Terrapin Station November 08, 2016 at 11:55 #31174
Reply to tom

Those things are part of the physical world, though. (So is consciousness, of course, but he's writing something where he assumes that it's not.)
Babbeus November 09, 2016 at 21:45 #31607
Reply to consciousnessdualism I would really appreciate to read an abstract before going into the details...
wuliheron November 09, 2016 at 23:43 #31637
Consciousness is obviously an emergent phenomena with my own belief that it displays supersymmetry and self-organization indicating that there should be four rudimentary types of consciousness with, autism, being perhaps one example of a distinctive type of consciousness. Where the mind and brain meet is the particle-wave duality of quantum mechanics and the two have already been documented as substituting for one another sometimes for greater efficiency and Penrose's suggestion of quantum microwave vibrations in the brain has received two confirmations.

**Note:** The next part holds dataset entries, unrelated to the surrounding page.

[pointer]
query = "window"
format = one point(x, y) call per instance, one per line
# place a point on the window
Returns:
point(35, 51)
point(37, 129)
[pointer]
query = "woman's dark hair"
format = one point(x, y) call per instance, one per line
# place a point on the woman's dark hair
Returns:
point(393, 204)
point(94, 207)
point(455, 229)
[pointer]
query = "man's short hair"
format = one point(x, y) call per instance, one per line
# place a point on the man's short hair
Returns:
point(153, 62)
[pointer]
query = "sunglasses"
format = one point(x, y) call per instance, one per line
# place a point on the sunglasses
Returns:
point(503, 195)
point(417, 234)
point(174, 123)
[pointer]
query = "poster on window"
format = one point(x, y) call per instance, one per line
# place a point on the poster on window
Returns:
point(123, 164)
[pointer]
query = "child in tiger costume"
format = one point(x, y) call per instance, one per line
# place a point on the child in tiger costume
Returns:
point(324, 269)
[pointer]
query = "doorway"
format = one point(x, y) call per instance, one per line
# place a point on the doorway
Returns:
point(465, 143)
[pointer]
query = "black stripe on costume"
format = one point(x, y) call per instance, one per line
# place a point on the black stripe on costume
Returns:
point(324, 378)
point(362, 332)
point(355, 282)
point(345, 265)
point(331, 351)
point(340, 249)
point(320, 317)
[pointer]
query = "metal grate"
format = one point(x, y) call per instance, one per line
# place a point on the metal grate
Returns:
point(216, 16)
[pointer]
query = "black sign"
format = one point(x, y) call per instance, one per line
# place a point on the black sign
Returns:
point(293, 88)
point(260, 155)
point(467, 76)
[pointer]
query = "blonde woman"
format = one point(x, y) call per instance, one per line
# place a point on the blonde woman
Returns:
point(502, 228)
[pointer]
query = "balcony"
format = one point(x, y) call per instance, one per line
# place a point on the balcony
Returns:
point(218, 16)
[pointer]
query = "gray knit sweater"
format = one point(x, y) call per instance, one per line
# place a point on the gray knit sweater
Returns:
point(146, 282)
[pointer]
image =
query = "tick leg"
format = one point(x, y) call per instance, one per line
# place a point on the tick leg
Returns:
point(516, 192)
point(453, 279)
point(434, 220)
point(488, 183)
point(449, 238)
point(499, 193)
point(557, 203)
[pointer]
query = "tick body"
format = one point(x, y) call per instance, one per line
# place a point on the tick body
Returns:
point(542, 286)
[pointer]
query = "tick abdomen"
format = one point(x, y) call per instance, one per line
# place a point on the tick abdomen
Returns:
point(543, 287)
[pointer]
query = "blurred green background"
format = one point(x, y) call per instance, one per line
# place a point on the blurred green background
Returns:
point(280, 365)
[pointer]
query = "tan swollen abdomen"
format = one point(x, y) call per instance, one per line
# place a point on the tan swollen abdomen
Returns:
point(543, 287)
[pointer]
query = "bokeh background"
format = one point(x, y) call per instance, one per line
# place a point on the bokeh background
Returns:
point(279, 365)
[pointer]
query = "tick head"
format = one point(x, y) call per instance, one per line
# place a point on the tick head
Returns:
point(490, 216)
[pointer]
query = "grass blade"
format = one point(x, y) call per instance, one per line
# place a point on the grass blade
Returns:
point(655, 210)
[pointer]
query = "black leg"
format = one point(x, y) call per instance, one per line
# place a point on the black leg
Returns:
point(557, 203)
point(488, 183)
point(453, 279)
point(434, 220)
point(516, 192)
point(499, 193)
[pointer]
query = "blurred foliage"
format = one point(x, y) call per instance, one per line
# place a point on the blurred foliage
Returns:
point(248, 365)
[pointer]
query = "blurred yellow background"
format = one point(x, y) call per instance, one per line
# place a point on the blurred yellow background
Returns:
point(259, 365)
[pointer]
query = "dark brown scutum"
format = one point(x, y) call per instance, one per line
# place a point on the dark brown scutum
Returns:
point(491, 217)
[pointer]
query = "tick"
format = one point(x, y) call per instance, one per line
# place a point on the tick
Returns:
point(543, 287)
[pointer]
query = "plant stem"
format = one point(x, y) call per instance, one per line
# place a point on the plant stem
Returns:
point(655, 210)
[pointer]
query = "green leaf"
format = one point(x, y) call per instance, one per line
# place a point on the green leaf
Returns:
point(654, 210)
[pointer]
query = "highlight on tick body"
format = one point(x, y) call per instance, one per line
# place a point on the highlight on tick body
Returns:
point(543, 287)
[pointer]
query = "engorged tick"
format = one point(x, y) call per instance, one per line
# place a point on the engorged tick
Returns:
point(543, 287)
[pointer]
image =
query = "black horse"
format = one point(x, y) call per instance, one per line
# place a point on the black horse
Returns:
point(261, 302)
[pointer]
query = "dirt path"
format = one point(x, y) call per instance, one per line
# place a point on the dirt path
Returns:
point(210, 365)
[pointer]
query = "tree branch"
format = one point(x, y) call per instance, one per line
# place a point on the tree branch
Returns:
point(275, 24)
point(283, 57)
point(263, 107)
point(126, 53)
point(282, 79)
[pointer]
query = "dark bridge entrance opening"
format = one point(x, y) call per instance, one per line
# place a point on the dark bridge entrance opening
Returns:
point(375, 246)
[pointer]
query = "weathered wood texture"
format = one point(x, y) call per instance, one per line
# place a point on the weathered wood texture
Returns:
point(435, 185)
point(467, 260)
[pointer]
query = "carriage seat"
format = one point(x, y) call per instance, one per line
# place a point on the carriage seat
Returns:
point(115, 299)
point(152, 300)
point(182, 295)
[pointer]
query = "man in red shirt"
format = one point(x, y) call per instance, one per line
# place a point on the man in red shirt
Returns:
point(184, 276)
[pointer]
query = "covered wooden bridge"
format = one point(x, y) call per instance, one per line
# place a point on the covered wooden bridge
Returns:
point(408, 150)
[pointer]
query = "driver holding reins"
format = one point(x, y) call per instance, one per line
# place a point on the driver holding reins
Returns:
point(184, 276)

Notably, recent research has brought to life the revelation that the immune system is largely responsible for how social we become and intimately tied to how our brains function. The implication is everything can be considered social because its all pattern matching all the way down and consciousness can be considered a social act. This is related to the lowest possible energy state of the system providing a natural explanation for why we often perceive time speeding up and slowing down because even time can be viewed as social.